I hope that all who played in Saturdays medal enjoyed the competition, the weather was more like May and the course looked and played superbly considering the time of year.

Congratulations to Paul Rice our winner who was the only competitor able to post a sub 70 nett with his 68, your handicap of 27 will soon be tumbling down based on that performance!

Well done to Jordan Price-Davies for a best gross of 70 ( 71 nett, how fair is that ! ). A word of caution to all regulars in the centurions, the field is already quite full.

We managed to keep times for the round at or below 4 hours during the morning but something happened on the early holes around midday, causing a problem which stretched the times to 4 hours 15 mins then on further to 4 hours 30 mins by the end of the afternoon.

If anyone could shed light on any particular matter which had an impact on times I would be pleased to here from you.

The day was completed in style with the Snakes supper in the evening, how often can we keep saying the next one could never be as good as the last ? But last Saturday will take some beating. ( some members did not vacate the club until 5.00 am if only they could play golf as well as they drink ). Many thanks to Jammy, your 3 years as chief snake will never be forgotten, and three cheers for Hanky our new chief snake.

Roll on the April medal, redemption is only one round away.

Happy golfing

Alan Buchan
Match Captain

Match Captain’s Missive – March 24, 2014

On Saturday we will play the first medal in what I am all sure will be an enjoyable season of golf at the Glamorganshire.

I look forward to seeing many members on the course through the year and hope that when I drive up in a buggy you believe that I am genuinely coming to see if you are having an enjoyable round of golf which is trouble free, not coming to harass you about slow play.

However, now that I have mentioned it, we all know that no one ever plays slowly (or admits to it anyway) and that there is always some plausible reason why a group has fallen two holes behind the group in front.

What I would like to ask of all our members, is that they keep an awareness of what is happening around them on the golf course and appreciate that what they are doing can have an effect on the enjoyment and play of their fellow members.

We should all target to complete a competition round in four hours or better and should ask ourselves as to why, if we have been unable to achieve this target. Without wishing to state the obvious I have listed below a number of measures which could speed up play if you find yourself in the unfortunate position of holding up the course some sunny Saturday this year.

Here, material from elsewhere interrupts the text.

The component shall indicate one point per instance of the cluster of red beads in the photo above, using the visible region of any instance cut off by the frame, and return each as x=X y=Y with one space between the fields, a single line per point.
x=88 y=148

*Be on the 1st tee promptly, to tee off at your allotted time.(up to 5 mins late is a two shot penalty, over 5 mins is disqualification )
* Mark your card when you have left the green.
* Leave your bag/trolley at the point you intend to exit the green.
* Take a provisional ball if you think your ball might not be found.
* Play your next shot before helping a playing partner look for his/her ball.
* Prepare for your your next shot whilst your partners are playing their’s not after.
* Agree with your partners to play when ready if you have fallen behind the group in front.
* Keep your cabin stop to a strict 10 mins

I look forward to receiving your support through the year and can assure you that I will, along with everyone else on the M&H committee do our best to provide you with trouble free, enjoyable competitive golf.